MM810: Graph Theory I
Study Board of Science
Teaching language: Danish or English depending on the teacher, but English if international students are enrolled
EKA: N310001102
Assessment: Second examiner: External
Grading: 7-point grading scale
Offered in: Odense
Offered in: Autumn
Level: Master's level course approved as PhD course
STADS ID (UVA): N310001101
ECTS value: 5
Date of Approval: 25-04-2019
Duration: 1 semester
Version: Approved - active
Comment
The course is offered as needed and is not necessarily offered every year. Examination exams for MM810 are offered according to the following plan, when offered: Autumn (course Start september): ordinary Exam (January), first reexamination (March) and 2nd reexamination (June or August).
Entry requirements
Academic preconditions
Students taking the course are expected to have knowledge of linear algebra, and basic notions and methods from abstract algebra.
Course introduction
The aim of the course is to enable the student to review definitions and results from graph theory, which is important in regard to identify mathematical structures from graph theory in concrete examples.

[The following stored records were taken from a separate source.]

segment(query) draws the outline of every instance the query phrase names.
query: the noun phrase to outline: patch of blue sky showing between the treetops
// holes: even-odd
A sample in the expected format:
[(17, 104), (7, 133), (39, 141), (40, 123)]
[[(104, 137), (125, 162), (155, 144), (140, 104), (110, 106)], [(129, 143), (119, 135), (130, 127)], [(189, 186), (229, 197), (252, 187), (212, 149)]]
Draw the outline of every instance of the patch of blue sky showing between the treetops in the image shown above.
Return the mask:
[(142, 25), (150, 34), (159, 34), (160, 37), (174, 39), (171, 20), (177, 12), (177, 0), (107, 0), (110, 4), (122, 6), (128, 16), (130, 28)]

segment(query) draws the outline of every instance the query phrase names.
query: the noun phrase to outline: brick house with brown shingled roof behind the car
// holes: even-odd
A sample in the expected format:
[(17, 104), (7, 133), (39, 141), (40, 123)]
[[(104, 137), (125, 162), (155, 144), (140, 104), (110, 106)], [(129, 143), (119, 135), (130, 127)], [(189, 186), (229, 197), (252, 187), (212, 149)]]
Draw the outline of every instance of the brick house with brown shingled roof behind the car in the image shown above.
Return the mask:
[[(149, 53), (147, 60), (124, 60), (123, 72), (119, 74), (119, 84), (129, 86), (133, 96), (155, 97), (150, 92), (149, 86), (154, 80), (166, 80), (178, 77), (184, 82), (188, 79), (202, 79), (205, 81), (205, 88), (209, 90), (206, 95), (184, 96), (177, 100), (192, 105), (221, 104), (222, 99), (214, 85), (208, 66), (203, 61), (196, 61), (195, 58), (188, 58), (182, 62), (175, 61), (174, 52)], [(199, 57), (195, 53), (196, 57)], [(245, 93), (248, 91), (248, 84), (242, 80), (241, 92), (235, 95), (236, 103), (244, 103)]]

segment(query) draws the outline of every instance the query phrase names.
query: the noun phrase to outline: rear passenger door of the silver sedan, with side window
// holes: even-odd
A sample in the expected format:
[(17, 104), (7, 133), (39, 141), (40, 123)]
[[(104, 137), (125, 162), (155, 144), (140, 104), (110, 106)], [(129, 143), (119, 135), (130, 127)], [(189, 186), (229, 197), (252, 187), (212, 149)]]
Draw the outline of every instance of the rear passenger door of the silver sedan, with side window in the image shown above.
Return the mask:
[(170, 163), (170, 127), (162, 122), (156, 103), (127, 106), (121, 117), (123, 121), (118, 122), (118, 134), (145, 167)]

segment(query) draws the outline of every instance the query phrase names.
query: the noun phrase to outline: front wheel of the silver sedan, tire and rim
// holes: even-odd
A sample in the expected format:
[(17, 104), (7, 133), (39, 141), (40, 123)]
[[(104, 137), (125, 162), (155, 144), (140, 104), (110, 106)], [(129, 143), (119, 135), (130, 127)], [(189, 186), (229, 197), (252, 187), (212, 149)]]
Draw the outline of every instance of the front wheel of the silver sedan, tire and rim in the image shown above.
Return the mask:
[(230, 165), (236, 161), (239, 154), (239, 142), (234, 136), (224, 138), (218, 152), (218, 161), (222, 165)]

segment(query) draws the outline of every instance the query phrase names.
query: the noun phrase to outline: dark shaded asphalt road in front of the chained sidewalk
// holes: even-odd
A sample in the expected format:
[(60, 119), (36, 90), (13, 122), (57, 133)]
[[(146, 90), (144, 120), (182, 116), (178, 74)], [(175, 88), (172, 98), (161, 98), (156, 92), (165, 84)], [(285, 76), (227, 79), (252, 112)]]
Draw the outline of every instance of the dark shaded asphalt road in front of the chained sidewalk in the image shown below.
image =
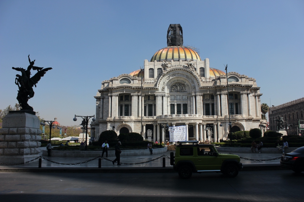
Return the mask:
[(304, 173), (0, 173), (0, 200), (14, 201), (303, 201)]

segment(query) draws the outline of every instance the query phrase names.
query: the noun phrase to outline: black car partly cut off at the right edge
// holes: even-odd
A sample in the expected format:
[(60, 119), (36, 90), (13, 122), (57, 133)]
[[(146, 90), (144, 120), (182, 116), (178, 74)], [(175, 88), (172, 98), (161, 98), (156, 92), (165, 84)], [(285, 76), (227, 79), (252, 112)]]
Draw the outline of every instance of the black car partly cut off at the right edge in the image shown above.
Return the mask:
[(282, 155), (281, 166), (289, 168), (296, 173), (304, 171), (304, 146)]

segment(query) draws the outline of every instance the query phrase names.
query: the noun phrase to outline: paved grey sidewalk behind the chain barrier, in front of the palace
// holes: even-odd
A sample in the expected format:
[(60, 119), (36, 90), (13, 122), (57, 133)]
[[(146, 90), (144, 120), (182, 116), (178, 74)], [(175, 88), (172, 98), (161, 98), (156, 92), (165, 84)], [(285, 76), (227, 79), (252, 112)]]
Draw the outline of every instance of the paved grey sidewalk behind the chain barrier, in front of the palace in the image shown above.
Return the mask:
[[(39, 163), (26, 163), (23, 165), (2, 165), (0, 164), (0, 172), (173, 172), (170, 165), (170, 152), (163, 154), (153, 154), (145, 156), (124, 156), (120, 157), (122, 165), (112, 164), (115, 157), (109, 157), (109, 160), (101, 160), (101, 168), (98, 168), (98, 158), (67, 158), (67, 157), (44, 157), (42, 159), (41, 168)], [(173, 151), (175, 152), (175, 151)], [(227, 153), (227, 152), (222, 152)], [(42, 156), (42, 153), (40, 153)], [(280, 167), (280, 159), (270, 160), (281, 157), (280, 153), (233, 153), (241, 157), (243, 170), (278, 170)], [(163, 167), (163, 155), (165, 155), (165, 167)], [(157, 159), (158, 158), (158, 159)], [(250, 160), (253, 159), (253, 160)], [(57, 162), (52, 163), (50, 161)], [(89, 161), (91, 160), (91, 161)], [(151, 161), (153, 160), (153, 161)], [(267, 161), (256, 161), (267, 160)], [(87, 162), (89, 161), (89, 162)], [(59, 163), (59, 164), (58, 164)], [(76, 164), (76, 165), (62, 165)], [(132, 164), (131, 164), (132, 163)], [(131, 165), (130, 165), (131, 164)]]

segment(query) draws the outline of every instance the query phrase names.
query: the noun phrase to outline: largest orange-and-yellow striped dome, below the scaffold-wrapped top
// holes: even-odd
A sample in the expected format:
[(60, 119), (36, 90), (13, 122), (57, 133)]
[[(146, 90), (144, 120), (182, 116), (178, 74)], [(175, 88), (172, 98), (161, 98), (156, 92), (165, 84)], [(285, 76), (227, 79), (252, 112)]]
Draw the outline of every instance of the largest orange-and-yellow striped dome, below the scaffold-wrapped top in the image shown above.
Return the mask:
[(155, 60), (157, 62), (163, 61), (163, 60), (184, 60), (188, 61), (189, 59), (192, 60), (201, 60), (199, 57), (199, 54), (195, 52), (194, 50), (180, 45), (174, 45), (174, 46), (168, 46), (166, 48), (160, 49), (157, 51), (154, 56), (151, 58), (150, 62), (154, 62)]

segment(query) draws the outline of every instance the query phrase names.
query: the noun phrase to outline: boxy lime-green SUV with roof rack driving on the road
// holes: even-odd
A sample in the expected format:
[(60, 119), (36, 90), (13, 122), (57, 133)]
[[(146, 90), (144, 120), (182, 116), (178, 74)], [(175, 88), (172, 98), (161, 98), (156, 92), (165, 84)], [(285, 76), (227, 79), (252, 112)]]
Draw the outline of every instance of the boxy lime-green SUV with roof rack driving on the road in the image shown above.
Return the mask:
[(170, 165), (181, 178), (189, 178), (192, 173), (221, 172), (228, 177), (236, 177), (242, 169), (240, 157), (218, 153), (210, 144), (198, 141), (180, 141), (174, 153), (170, 153)]

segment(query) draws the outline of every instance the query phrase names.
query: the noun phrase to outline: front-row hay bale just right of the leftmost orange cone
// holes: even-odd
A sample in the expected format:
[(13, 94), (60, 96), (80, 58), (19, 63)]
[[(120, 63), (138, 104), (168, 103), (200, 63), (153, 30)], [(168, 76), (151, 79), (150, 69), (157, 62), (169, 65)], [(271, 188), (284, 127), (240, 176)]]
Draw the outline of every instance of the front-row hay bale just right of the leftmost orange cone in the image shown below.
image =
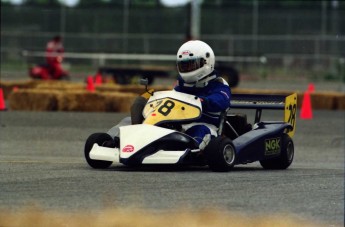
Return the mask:
[(11, 110), (54, 111), (57, 110), (58, 92), (50, 90), (20, 89), (9, 95)]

The course builds on the knowledge acquired in the courses MM538, and gives an academic basis for studying further topics with the intent to write a thesis in discrete mathematics.
In relation to the competence profile of the degree it is the explicit focus of the course to:
- Give the competence to plan and execute scientific projects at a high level, and to manage work and development situations that are complex, unpredictable and that require new solving skills.
- Give skills to study, analyse, model and solve problems on a high level of abstraction using logical and structured argumentation.
- Give knowledge about advanced models and methods in graph theory
Expected learning outcome
The learning objectives of the course are that the student demonstrates the ability to:
- review definitions and results from graph theory
- use the theory to solve concrete problems
- argue for the single steps in the solutions of problems
- carry out complete proofs for results from the course curriculum (counting arguments, induction, indirect proofs, algorithmic proofs)
- explain connections between results and concepts in graph theory
- use mathematical notation from set theory, function theory and logic
- identify mathematical structures from graph theory in concrete examples
Content
The following main topics are contained in the course: Graphs, subgraphs, connected graphs, trees, nonseparable graphs, tree-search algorithms, complexity of algorithms, connectivity, stable sets and cliques, matchings, Hamilton cycles.
Literature
Examination regulations
Exam element a)
Timing
Autumn
Tests
Report and oral examination
EKA
N310001102
Assessment
Second examiner: External
Grading
7-point grading scale
Identification
Full name and SDU username
Language
Normally, the same as teaching language
Examination aids
To be announced during the course
ECTS value
5
Additional information
The report is assessed as part of the oral examination.
Indicative number of lessons
Teaching Method
At the faculty of science, teaching is organized after the three-phase model ie. intro, training and study phase.
In order to enable students to achieve the learning objectives for the course, the teaching is organised in such a way that there are 42 lectures, class lessons, etc. on a semester.
In order to enable students to achieve the learning objectives for the course, the teaching is organised in such a way that there are 42 lectures, class lessons, etc. on a semester.
These teaching activities are reflected in an estimated allocation of the workload of an average student as follows:
- Intro phase (lectures) - 22 hours
- Training phase: 20 hours
Activities during the study phase: To study the course material and prepare for the weekly exercises, individually or through group work.